Anyway, my favourite theory is that these blobs are the remains of dead atmospheric beasts - you know - those things that can drift around like clouds or shapechange into flying creatures or condense to form UFOs.

Interesting. I live near there! Could be a fungus perhaps. Some tree fungus is translucent but rarely is it uncoloured. You do see small blobs of jelly at a beach not far from where I live but I always thought it was immature jellyfish.
 
Bournemouth resident mystified by 'blue sphere shower'

The blue spheres are jelly-like but have no smell and are not sticky

A man in Dorset has been left mystified after tiny blue spheres fell from the sky into his garden.

Steve Hornsby from Bournemouth said the 3cm diameter balls came raining down late on Thursday afternoon during a hail storm.

He found about a dozen of the balls in his garden. He said: "[They're] difficult to pick up, I had to get a spoon and flick them into a jam jar."

The Met Office said the jelly-like substance was "not meteorological".

Mr Hornsby, a former aircraft engineer, said: "The sky went a really dark yellow colour.

"As I walked outside to go to the garage there was an instant hail storm for a few seconds and I thought, 'what's that in the grass'?"

'No smell'

Mr Hornsby said he was keeping the balls in his fridge while he tried to find out what they were
Walking around his garden he found many more blue spheres were scattered across the grass.

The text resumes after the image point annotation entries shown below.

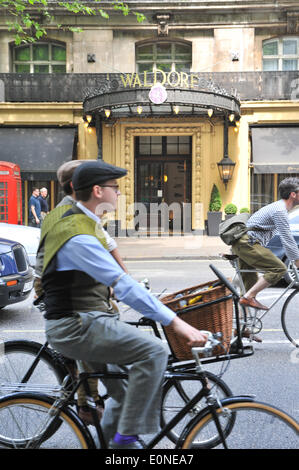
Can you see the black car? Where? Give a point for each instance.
(16, 276)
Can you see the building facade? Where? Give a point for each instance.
(167, 99)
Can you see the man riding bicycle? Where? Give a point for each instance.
(251, 247)
(78, 271)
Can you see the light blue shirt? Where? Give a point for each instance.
(85, 253)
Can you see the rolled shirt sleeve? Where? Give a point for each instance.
(85, 253)
(282, 225)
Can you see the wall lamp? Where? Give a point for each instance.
(226, 166)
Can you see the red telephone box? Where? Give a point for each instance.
(10, 193)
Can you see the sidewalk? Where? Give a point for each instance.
(175, 247)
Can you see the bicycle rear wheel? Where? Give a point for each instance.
(177, 393)
(31, 421)
(17, 357)
(290, 318)
(257, 426)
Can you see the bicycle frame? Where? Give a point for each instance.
(238, 273)
(175, 376)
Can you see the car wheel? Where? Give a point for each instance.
(289, 276)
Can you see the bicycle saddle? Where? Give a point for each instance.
(229, 256)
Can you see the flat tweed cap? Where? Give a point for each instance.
(97, 172)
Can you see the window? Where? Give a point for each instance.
(281, 54)
(39, 58)
(166, 56)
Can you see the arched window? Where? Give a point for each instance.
(164, 55)
(41, 57)
(281, 53)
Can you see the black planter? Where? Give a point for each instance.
(214, 219)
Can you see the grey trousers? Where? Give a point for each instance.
(104, 342)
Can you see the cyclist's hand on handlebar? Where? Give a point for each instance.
(192, 336)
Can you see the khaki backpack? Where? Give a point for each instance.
(234, 228)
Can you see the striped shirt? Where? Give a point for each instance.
(273, 220)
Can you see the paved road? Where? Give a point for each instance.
(272, 373)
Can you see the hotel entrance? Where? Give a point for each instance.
(163, 175)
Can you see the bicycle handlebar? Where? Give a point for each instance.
(225, 281)
(207, 350)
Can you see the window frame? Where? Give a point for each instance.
(31, 62)
(173, 61)
(280, 56)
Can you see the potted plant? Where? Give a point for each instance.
(214, 213)
(230, 210)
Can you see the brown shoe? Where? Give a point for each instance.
(246, 334)
(86, 416)
(252, 302)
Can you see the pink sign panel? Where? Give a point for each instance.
(158, 94)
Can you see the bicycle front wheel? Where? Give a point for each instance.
(17, 358)
(257, 426)
(177, 393)
(32, 421)
(290, 318)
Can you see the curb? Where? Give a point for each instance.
(174, 257)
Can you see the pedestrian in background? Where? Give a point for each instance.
(34, 209)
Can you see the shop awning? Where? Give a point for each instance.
(37, 149)
(275, 149)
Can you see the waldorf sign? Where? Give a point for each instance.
(158, 93)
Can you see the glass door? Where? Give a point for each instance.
(163, 175)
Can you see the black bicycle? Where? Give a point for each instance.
(28, 362)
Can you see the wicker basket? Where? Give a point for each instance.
(211, 309)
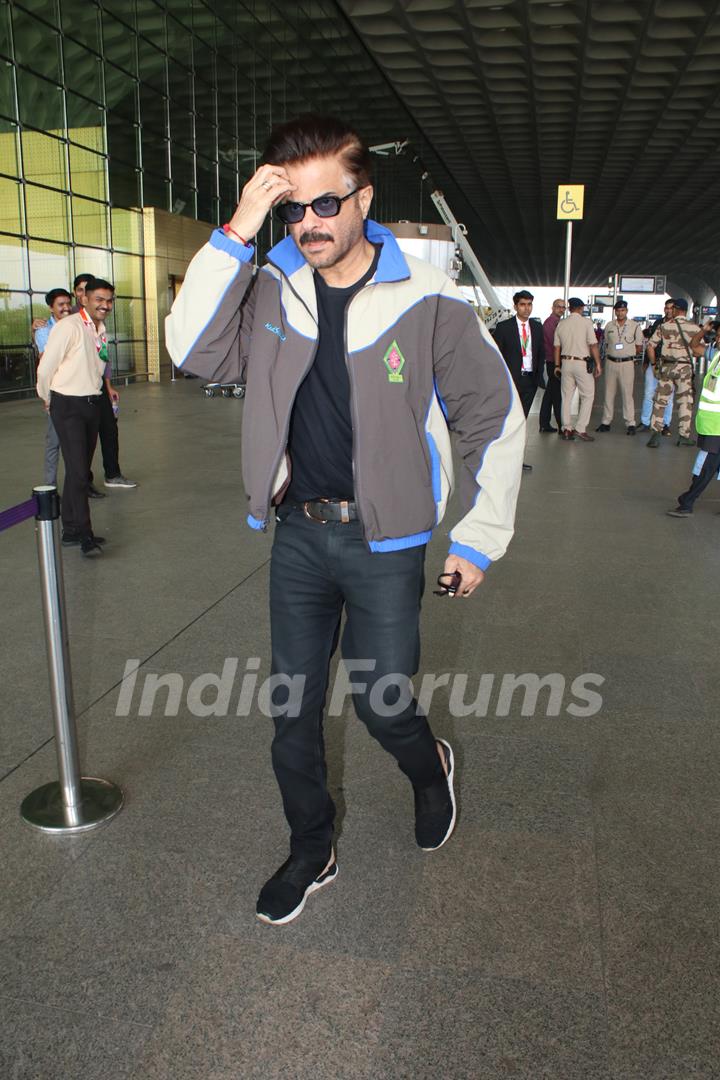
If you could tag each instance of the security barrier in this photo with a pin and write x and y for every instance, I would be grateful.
(73, 804)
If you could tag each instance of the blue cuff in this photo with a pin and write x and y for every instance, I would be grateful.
(226, 243)
(476, 557)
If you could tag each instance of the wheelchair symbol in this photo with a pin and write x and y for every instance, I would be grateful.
(568, 205)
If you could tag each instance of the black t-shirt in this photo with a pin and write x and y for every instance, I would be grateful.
(321, 437)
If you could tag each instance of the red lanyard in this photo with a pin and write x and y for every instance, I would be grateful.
(100, 339)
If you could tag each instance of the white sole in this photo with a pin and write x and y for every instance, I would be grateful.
(450, 780)
(311, 888)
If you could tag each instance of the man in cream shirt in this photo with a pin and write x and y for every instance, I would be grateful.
(70, 382)
(574, 343)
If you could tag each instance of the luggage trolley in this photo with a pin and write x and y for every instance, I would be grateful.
(226, 389)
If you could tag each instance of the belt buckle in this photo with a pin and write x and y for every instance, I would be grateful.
(344, 511)
(320, 521)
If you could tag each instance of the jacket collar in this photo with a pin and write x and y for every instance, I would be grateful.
(392, 265)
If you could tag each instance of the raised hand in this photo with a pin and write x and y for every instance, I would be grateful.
(266, 188)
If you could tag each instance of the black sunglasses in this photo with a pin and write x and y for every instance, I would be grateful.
(323, 206)
(448, 588)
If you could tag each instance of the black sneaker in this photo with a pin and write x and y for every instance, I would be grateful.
(69, 540)
(283, 896)
(91, 547)
(435, 809)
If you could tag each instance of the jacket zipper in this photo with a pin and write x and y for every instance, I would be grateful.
(353, 408)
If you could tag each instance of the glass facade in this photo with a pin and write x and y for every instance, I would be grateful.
(112, 106)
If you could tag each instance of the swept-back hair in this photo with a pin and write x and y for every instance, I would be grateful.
(317, 136)
(53, 295)
(98, 283)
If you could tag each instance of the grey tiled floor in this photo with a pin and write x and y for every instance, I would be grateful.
(570, 929)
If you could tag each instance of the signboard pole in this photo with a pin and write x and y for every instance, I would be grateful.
(568, 258)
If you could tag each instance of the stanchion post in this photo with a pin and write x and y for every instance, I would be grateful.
(73, 804)
(568, 261)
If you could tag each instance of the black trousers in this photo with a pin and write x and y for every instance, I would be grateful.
(708, 472)
(315, 571)
(109, 439)
(76, 421)
(526, 387)
(552, 400)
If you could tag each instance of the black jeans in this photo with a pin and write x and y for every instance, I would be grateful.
(109, 440)
(315, 570)
(527, 388)
(76, 421)
(709, 470)
(552, 400)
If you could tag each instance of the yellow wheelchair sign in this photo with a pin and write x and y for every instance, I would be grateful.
(570, 199)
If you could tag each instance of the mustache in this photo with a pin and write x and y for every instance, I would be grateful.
(310, 238)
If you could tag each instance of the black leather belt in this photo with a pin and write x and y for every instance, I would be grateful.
(328, 510)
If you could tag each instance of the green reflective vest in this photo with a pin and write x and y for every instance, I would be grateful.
(707, 420)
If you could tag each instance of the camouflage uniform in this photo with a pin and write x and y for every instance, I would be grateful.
(674, 372)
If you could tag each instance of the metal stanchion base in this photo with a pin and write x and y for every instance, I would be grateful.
(44, 808)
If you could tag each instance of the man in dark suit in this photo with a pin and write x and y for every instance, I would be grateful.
(520, 342)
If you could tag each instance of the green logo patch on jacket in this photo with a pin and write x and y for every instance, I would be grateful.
(394, 361)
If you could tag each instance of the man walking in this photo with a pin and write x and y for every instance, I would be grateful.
(578, 360)
(623, 343)
(353, 355)
(707, 422)
(520, 342)
(69, 381)
(675, 372)
(553, 396)
(108, 428)
(59, 301)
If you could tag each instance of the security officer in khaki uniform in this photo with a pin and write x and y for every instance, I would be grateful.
(623, 343)
(674, 370)
(574, 343)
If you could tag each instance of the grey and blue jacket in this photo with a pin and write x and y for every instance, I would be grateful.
(421, 365)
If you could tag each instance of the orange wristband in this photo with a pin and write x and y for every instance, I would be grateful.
(228, 228)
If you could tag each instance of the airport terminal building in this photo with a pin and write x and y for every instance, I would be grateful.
(569, 928)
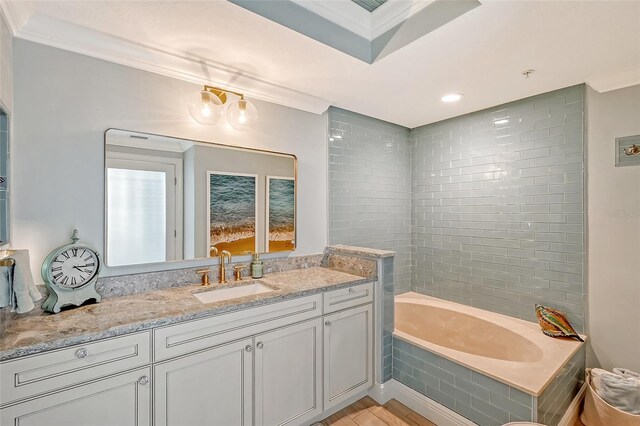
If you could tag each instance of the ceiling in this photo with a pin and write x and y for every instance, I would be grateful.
(480, 54)
(369, 5)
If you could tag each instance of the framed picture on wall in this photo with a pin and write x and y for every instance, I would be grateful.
(280, 214)
(628, 151)
(232, 212)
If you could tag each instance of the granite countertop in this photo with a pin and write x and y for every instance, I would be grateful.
(39, 331)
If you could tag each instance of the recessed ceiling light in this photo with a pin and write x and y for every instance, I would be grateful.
(452, 97)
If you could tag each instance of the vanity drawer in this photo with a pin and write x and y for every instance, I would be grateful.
(347, 297)
(187, 337)
(34, 375)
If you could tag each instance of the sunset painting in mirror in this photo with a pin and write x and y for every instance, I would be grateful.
(232, 213)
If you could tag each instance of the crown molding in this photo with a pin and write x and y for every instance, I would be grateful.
(354, 18)
(393, 13)
(615, 80)
(345, 13)
(55, 33)
(15, 14)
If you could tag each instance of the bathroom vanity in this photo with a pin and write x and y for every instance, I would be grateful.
(165, 358)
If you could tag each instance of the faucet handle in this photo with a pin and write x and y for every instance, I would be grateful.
(238, 271)
(205, 276)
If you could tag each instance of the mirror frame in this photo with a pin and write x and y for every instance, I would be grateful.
(146, 267)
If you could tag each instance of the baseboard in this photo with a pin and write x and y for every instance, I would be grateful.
(381, 393)
(331, 411)
(571, 415)
(426, 407)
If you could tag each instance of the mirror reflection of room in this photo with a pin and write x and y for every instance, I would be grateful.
(171, 199)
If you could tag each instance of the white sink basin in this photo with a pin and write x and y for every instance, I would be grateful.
(218, 295)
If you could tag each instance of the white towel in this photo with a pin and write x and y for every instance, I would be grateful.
(620, 392)
(626, 373)
(6, 289)
(17, 286)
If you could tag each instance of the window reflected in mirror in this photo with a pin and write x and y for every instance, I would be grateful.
(171, 199)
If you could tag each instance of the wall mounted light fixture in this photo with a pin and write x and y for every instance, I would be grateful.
(208, 106)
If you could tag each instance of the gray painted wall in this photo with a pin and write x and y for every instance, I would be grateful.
(614, 232)
(6, 65)
(498, 209)
(63, 134)
(369, 187)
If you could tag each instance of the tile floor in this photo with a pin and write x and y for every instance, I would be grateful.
(367, 412)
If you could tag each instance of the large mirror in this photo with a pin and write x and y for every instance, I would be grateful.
(169, 199)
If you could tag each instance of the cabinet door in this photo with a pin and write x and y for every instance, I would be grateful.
(212, 387)
(348, 354)
(288, 374)
(123, 400)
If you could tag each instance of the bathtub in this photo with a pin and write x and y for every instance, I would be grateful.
(490, 368)
(510, 350)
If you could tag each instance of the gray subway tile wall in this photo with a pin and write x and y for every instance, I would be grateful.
(556, 398)
(498, 209)
(370, 187)
(479, 398)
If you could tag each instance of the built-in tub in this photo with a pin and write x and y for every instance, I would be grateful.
(487, 367)
(507, 349)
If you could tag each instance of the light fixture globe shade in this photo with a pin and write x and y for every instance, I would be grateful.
(242, 115)
(205, 108)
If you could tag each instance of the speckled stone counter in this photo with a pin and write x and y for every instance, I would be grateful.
(39, 331)
(360, 251)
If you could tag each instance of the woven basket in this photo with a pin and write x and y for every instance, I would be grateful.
(598, 413)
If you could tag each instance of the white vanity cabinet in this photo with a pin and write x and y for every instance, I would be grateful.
(348, 354)
(276, 364)
(288, 374)
(123, 400)
(210, 387)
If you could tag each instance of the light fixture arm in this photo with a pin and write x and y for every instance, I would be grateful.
(222, 93)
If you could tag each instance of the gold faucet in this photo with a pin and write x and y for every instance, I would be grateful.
(223, 269)
(205, 276)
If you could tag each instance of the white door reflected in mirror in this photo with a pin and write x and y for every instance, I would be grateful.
(169, 199)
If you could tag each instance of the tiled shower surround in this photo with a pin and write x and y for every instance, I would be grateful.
(496, 202)
(497, 209)
(370, 187)
(497, 217)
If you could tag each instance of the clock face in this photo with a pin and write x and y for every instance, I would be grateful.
(74, 267)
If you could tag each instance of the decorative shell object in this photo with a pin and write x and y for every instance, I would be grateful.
(554, 324)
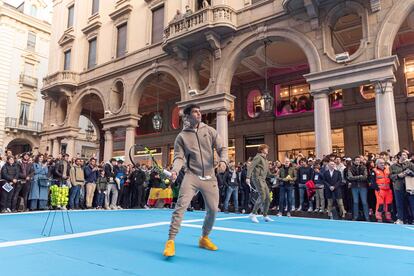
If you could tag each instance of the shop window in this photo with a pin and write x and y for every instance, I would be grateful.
(292, 99)
(335, 99)
(251, 145)
(367, 91)
(209, 118)
(144, 158)
(145, 125)
(409, 75)
(370, 139)
(254, 107)
(293, 144)
(175, 118)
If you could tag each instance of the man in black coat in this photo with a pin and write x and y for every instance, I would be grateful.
(136, 180)
(333, 182)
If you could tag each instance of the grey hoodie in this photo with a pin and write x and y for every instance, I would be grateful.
(194, 148)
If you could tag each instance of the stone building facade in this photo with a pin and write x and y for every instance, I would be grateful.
(24, 52)
(339, 72)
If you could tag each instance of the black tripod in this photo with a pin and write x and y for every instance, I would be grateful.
(53, 220)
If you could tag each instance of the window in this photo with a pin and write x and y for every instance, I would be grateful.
(347, 34)
(409, 75)
(367, 91)
(175, 118)
(71, 13)
(157, 25)
(291, 99)
(121, 40)
(28, 69)
(370, 139)
(251, 144)
(254, 106)
(335, 99)
(95, 6)
(33, 11)
(92, 54)
(66, 64)
(31, 41)
(290, 145)
(24, 113)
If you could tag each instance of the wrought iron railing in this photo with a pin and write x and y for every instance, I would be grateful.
(28, 80)
(15, 123)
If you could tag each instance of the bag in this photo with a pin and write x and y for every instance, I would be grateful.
(409, 184)
(44, 181)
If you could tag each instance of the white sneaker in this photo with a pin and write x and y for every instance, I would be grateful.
(253, 218)
(267, 219)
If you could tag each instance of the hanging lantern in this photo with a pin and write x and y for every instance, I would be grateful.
(267, 99)
(267, 102)
(89, 131)
(157, 121)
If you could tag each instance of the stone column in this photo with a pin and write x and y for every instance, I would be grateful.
(323, 138)
(222, 126)
(109, 145)
(270, 141)
(70, 148)
(56, 147)
(129, 142)
(49, 146)
(386, 118)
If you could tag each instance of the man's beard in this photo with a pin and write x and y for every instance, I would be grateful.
(190, 121)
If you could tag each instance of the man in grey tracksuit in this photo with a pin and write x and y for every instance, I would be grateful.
(194, 149)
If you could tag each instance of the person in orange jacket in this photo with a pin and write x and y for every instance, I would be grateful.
(380, 180)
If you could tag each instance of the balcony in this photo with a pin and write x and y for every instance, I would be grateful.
(28, 81)
(63, 79)
(14, 125)
(190, 30)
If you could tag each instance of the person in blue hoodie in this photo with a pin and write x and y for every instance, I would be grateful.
(320, 191)
(91, 175)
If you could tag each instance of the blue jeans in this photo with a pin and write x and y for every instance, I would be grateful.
(302, 190)
(399, 197)
(285, 192)
(74, 195)
(100, 199)
(235, 192)
(363, 194)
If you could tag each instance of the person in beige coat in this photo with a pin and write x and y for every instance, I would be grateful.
(77, 179)
(194, 149)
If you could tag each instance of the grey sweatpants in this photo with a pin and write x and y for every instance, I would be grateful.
(189, 187)
(263, 201)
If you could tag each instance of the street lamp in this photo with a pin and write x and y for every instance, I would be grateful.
(266, 100)
(157, 119)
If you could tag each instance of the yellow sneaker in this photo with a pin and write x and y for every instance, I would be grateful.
(169, 250)
(206, 243)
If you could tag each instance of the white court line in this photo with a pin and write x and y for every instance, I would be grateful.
(310, 238)
(97, 232)
(75, 211)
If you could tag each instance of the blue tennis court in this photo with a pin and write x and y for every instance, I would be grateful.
(130, 242)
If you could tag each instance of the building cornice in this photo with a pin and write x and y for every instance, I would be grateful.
(25, 19)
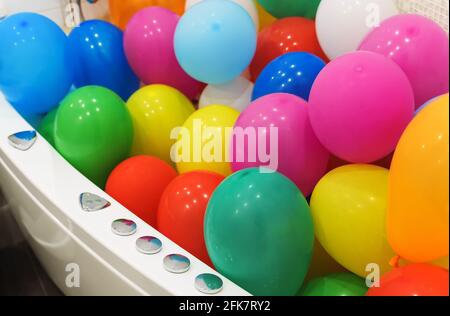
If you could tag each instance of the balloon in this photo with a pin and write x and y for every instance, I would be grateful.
(100, 58)
(290, 73)
(121, 11)
(47, 127)
(215, 41)
(322, 264)
(93, 131)
(265, 19)
(148, 42)
(413, 280)
(284, 36)
(407, 39)
(292, 149)
(342, 25)
(360, 105)
(349, 208)
(204, 140)
(182, 210)
(248, 5)
(417, 218)
(259, 232)
(138, 184)
(286, 8)
(156, 110)
(236, 94)
(338, 284)
(36, 71)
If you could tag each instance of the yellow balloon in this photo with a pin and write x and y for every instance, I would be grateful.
(417, 218)
(348, 206)
(265, 18)
(156, 110)
(203, 143)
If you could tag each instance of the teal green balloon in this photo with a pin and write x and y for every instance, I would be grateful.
(93, 131)
(47, 127)
(287, 8)
(259, 232)
(337, 284)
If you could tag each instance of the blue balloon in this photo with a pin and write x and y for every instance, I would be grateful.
(98, 52)
(215, 41)
(292, 73)
(35, 67)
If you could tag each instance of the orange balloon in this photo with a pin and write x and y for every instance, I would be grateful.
(417, 217)
(265, 18)
(121, 11)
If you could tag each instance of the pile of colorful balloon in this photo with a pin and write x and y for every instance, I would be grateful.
(327, 93)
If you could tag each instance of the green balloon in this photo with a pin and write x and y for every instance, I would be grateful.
(337, 284)
(259, 232)
(47, 127)
(93, 131)
(287, 8)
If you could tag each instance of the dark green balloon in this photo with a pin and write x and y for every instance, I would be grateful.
(337, 284)
(47, 127)
(259, 232)
(287, 8)
(93, 131)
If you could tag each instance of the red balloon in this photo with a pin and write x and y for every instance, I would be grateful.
(286, 35)
(138, 183)
(182, 210)
(413, 280)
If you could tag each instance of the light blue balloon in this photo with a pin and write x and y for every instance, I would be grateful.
(215, 41)
(35, 67)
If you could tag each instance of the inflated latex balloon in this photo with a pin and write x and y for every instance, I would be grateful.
(413, 280)
(265, 18)
(417, 218)
(148, 41)
(338, 284)
(248, 5)
(97, 48)
(122, 11)
(292, 73)
(286, 8)
(138, 184)
(215, 41)
(236, 94)
(204, 140)
(47, 127)
(349, 210)
(343, 24)
(93, 131)
(36, 71)
(283, 140)
(259, 232)
(407, 39)
(182, 209)
(156, 110)
(360, 105)
(284, 36)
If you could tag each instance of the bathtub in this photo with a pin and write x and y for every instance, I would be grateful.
(43, 192)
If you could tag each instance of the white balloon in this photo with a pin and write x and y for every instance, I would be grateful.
(342, 24)
(236, 94)
(248, 5)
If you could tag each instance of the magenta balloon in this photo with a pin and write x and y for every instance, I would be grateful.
(420, 47)
(148, 41)
(300, 156)
(360, 105)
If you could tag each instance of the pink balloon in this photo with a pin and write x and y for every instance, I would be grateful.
(299, 154)
(420, 47)
(148, 41)
(360, 105)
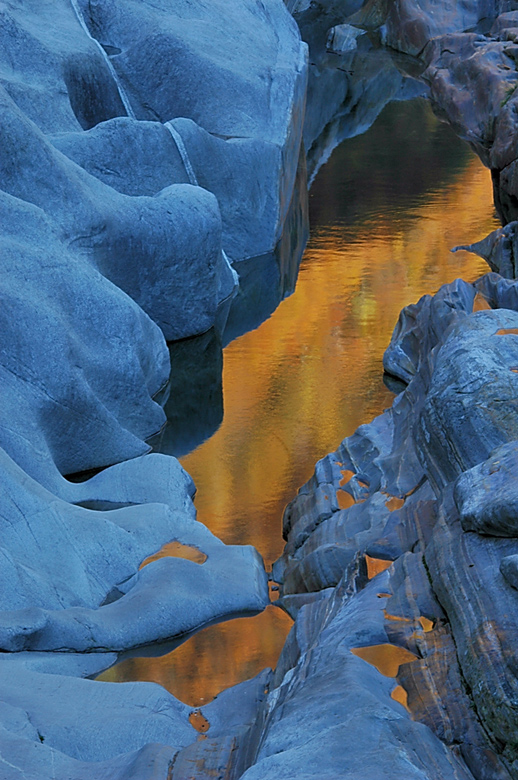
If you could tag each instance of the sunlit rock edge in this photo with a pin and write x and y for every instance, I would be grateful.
(139, 169)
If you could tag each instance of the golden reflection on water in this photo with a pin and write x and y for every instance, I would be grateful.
(312, 373)
(386, 658)
(213, 659)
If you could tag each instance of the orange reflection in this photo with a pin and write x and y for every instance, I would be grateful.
(312, 373)
(393, 502)
(309, 376)
(177, 550)
(386, 658)
(426, 624)
(375, 566)
(213, 659)
(480, 303)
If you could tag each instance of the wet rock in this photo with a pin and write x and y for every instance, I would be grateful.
(126, 137)
(343, 38)
(449, 595)
(487, 495)
(342, 721)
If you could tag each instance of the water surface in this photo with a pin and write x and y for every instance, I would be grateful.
(385, 211)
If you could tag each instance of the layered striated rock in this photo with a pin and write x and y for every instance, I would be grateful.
(429, 490)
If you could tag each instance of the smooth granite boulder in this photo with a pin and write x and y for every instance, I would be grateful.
(449, 596)
(78, 380)
(61, 590)
(472, 402)
(331, 713)
(163, 251)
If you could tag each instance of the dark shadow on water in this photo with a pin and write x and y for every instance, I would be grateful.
(194, 405)
(265, 281)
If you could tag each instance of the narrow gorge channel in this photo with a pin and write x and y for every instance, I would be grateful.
(385, 210)
(258, 421)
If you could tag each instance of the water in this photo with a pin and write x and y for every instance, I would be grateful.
(385, 211)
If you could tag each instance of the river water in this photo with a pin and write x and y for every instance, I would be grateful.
(384, 212)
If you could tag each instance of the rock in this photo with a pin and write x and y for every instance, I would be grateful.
(471, 404)
(498, 250)
(487, 495)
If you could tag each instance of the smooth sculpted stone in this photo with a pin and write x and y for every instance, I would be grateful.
(62, 590)
(330, 713)
(487, 495)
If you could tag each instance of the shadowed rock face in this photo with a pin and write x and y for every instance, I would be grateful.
(146, 147)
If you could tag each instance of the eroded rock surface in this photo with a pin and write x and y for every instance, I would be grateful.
(147, 148)
(432, 487)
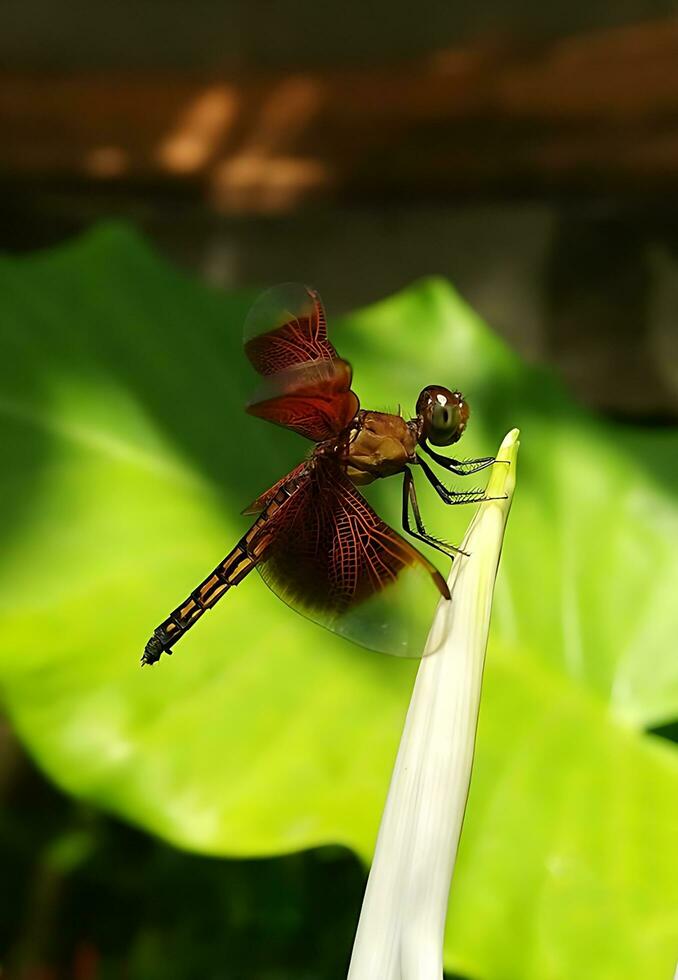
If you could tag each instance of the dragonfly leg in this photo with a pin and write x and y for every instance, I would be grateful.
(461, 467)
(453, 497)
(410, 499)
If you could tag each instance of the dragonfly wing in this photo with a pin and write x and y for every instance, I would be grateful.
(287, 326)
(329, 556)
(306, 386)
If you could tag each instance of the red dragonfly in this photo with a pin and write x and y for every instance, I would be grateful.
(316, 541)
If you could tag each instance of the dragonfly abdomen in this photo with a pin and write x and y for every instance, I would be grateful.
(230, 572)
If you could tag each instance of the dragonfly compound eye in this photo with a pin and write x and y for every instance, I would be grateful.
(444, 415)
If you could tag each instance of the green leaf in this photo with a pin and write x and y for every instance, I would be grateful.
(127, 459)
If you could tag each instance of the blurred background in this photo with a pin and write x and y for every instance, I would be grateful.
(526, 151)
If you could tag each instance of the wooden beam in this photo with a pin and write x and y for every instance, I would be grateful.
(588, 113)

He said: "The have an exterior shell with a softer inner but have no smell, aren't sticky and do not melt."

Mr Hornsby said he was keeping the balls in his fridge while he tried to find out what they were.

Josie Pegg, an applied science research assistant at Bournemouth University, speculated that the apparently strange phenomena might be "marine invertebrate eggs".

"These have been implicated in previous 'strange goo' incidents," she said. "I'd have thought it's a little early for spawning but I suppose we've had a very mild winter.

"The transmission of eggs on birds' feet is well documented and I guess if a bird was caught out in a storm this could be the cause."